Dear friends,
I spoke last week at re:MARS, Amazon's conference focusing on machine learning, automation, robotics, and space. I heard great talks from Jeff Bezos, Kate Darling, Ken Goldberg, Marc Raibert, and others.
And . . . I got to sit in Blue Origin’s space capsule!
I spoke about taking AI to industries outside the software industry, like manufacturing, logistics, and agriculture. Even though we’ve had a lot of exciting breakthroughs in machine learning, shipping AI products is still hard. There’s a big gap between research results and practical deployments.
One of the biggest problems is generalizability — the real world keeps giving us test data that’s different from anything we saw when building the models. In order to take AI to every industry, we as a community still have important work to do to bridge this gap.
Looking forward to heading to ICML this Friday!
Keep learning,
Andrew
News
Vacation for Videographers
Another week, another way to make deepfakes. A team at Samsung recently proposed a model that generates talking-head videos by imposing facial landmarks over still images. Now a different team offers one that makes an onscreen speaker say anything you can type.
What’s new: Ohad Fried and fellow researchers at Stanford, Adobe, and Princeton unveiled a system that morphs talking-head videos to match any script. Simply type in new words, and the speaker delivers them flawlessly. Check out the video.
How it works: Given a video and a new script, the model identifies where to make edits and finds syllables in the recording that it can patch together to render the new words. Then it reconstructs the face. The trick is to match mouth and neck movements with desired verbal edits while maintaining consistent background and pose:
- Face tracking obtains facial properties — orientation, shape, and expression — as well as environmental characteristics like lighting.
- Given new text, the system searches over a transcript of the original recording for phonemes useful in constructing the new words. Then it extracts the corresponding frames and facial features and substitutes them for the originals.
- Extracted frames can change both the background and speaker’s pose. The system mitigates such artifacts by further swapping in nearest neighbours from the original video around the edit location.
- In parallel with these modifications, the system interpolates extracted facial features with original features at the edit location to produce a smoother sequence.
- A recurrent GAN replaces mouth and neck movements in the nearest-neighbor images to those matching the interpolated facial parameters.

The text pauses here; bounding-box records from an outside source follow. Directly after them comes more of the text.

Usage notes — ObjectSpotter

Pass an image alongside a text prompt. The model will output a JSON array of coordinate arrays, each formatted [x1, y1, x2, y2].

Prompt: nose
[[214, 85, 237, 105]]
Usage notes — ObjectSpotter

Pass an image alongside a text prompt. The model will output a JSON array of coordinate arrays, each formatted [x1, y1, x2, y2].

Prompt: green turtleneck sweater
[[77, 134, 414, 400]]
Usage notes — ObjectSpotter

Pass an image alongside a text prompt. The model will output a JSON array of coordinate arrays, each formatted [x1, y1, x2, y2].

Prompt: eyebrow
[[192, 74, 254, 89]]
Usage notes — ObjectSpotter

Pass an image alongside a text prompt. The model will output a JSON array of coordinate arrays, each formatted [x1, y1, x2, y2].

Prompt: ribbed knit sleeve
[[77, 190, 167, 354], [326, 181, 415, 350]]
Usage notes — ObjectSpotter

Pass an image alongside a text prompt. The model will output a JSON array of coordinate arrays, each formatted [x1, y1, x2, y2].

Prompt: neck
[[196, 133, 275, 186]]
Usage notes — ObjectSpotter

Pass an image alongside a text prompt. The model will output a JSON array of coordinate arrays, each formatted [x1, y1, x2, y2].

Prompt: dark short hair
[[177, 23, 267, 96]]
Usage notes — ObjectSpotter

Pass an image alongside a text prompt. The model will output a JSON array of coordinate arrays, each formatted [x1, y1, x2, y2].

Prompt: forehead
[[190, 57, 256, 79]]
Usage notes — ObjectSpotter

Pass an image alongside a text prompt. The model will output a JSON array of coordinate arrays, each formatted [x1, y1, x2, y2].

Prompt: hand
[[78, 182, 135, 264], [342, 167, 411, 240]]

- For now the system works on video only. The researchers re-recorded the speaker’s voice or synthesized a new one to fill in the sound track. But there may be better options.
Results: Fried’s new technique allows more flexible editing and creates more detailed reconstructions than earlier methods. Test subjects barely noticed the editing.
Limitations: The approach only reshapes in the mouth and neck region (and the occasional hand entering that region). That leaves room for expressive inconsistencies like a deadpan face when the new script calls for surprise.
Why it matters: Video producers will love this technology. It lets them revise and fix mistakes without the drudgery of re-recording or manually blending frames. Imagine a video lecture tailored to your understanding and vocabulary. Producing a slightly different lecture for each student would be a monumental task for human beings, but it’s a snap for AI.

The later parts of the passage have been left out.